`bend run-cu` "Failed to launch kernels: invalid argument" on WSL2 (Ubuntu 22.04, GTX 1660 Ti, CUDA 12.4)

### Reproducing the behavior

**Problem:**
When attempting to run a parallelizable Bend program (e.g., `parallel_sum.bend`) using the CUDA interpreter (`bend run-cu`), the command consistently fails with the error: "Failed to launch kernels. Error code: invalid argument.

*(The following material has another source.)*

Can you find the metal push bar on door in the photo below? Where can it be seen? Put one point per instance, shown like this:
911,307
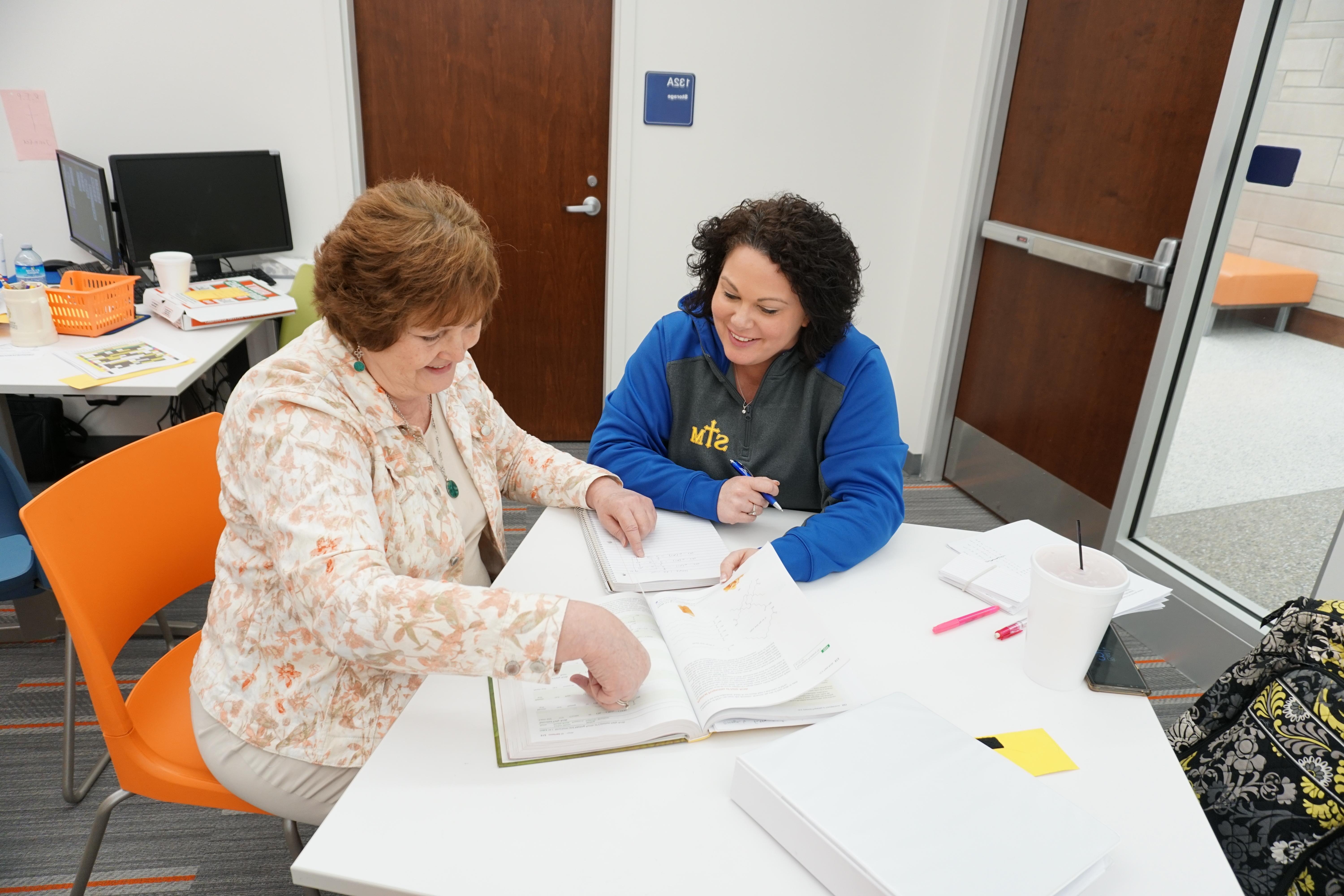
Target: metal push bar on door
1157,272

Errors: HVM output had no result (An error likely occurred)".

**Steps to Reproduce:**

1.  **System Setup:**
    * Windows 11 Host with NVIDIA GeForce GTX 1660 Ti.
    * WSL2 running Ubuntu 22.04.
    * NVIDIA Driver Version on Windows: 552.44 (CUDA Version: 12.4).
    * CUDA Toolkit 12.4.1 installed in WSL2 via NVIDIA's official local `.deb` method.
    * `hvm` and `bend-lang` installed via `cargo install`, and subsequently uninstalled/reinstalled/cargo cleaned multiple times to ensure linking against correct CUDA 12.4.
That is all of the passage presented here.